Fake and malicious Android apps have become an industry unto themselves in the last couple of years, as attackers have sought to capitalize on the massive market share that the mobile OS enjoys worldwide. It’s a safe bet that any popular new app will attract a malicious copycat version, and researchers have found that the latest app on this list is Angry Birds Star Wars.
Fake or Trojaned versions of Angry Birds have been around since the insanely popular game first launched, and the Star Wars-themed version, which came out earlier this year, is no exception. Researchers at GFI Labs have come across a version of Angry Birds Star Wars that sends out premium SMS messages, racking up serious charges on the user’s bill without her knowledge. Oddly, unlike many other such fakes or Trojaned apps, after sending out the costly SMS messages, the app eventually installs a valid version of the Angry Birds game.
“As with so many similar fakeouts, Android owners must download the app from the website then install it on their phone (downloading with anything other than your mobile device – say, a web browser – offers up a .jar file instead). It’s almost like leaving the “Allow installation of non-Market applications” option on your Android unchecked is a good idea!” Chris Boyd of GFI Labs wrote in an analysis of the malware.

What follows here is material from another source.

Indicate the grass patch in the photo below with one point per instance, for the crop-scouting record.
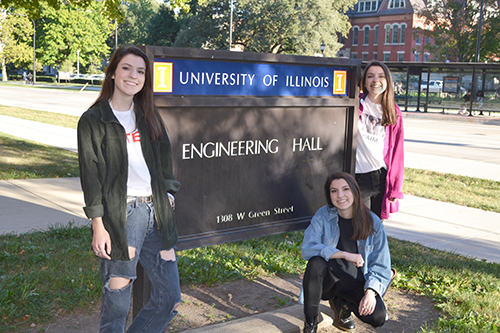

“This one acts like a typical Boxer Android file, sending premium SMS messages before downloading a valid version of the software. All in all, a rather costly mistake given you could pay the one time fee for the legitimate Google Play download and Angry Bird yourself into a (non-scammed) frenzy instead.”

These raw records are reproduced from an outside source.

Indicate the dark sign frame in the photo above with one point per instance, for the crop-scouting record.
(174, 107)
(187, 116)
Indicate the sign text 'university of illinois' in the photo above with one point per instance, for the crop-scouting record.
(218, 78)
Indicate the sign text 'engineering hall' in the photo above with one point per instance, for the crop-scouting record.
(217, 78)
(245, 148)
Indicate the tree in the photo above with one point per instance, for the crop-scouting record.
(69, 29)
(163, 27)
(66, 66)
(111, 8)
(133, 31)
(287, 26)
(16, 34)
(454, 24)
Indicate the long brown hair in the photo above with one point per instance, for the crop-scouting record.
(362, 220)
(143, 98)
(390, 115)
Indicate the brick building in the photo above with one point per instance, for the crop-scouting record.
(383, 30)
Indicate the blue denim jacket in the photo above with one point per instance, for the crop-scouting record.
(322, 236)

The game is delivered from a dedicated Web site the scammers have put up on a Russian domain.
As Boyd suggests, one of the easier ways to avoid installing malicious apps or those that take unwanted actions on your device is to only download apps from the official app store for your device. For Android users, this means sticking to the Google Play market. There have been incidents in which malicious apps or proof-of-concept apps inserted by researchers have been found in the Google Play market, but Google has created a couple of protective measures to prevent such attacks in the last year or so. The company in February announced a new system called Bouncer that scans apps for malware before they’re allowed into Google Play.